Pour cette édition, comme les précédentes, l'appel à candidatures, doté d'une cagnotte de 10 millions FCFA, s'inscrit dans le cadre de la politique de recherche de la BCEAO, visant à stimuler le développement des activités de recherche au sein de l'Union Économique et Monétaire Ouest Africaine (UEMOA).

Il s'agira de récompenser les travaux de recherche originaux portant sur des sujets d'ordre économique, monétaire ou financier, d'interpréter notamment, pour cette année, l'analyse des innovations financières et de la digitalisation, y compris les crypto-monnaies et les monnaies digitales de banques centrales, ainsi que les Fintech et le Big Data.
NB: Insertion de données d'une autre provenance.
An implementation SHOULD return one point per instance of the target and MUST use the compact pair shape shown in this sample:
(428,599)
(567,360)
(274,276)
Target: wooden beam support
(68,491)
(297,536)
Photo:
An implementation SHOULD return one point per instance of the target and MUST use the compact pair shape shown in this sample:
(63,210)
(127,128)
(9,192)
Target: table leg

Ceci, en relation avec des enjeux tels que l'inclusion financière, le financement des économies, la politique monétaire et la stabilité financière.

Ce prestigieux prix est ouvert aux chercheurs ressortissants des huit (8) États membres de l'UEMOA, âgés de quarante-cinq (45) ans au plus au 31 décembre 2023, qu'ils résident ou non sur le territoire de l'Union. Les candidats peuvent soumettre un travail de recherche personnel ou réalisé en collaboration avec une équipe. Une occasion exceptionnelle de contribuer à l'épanouissement économique de la région.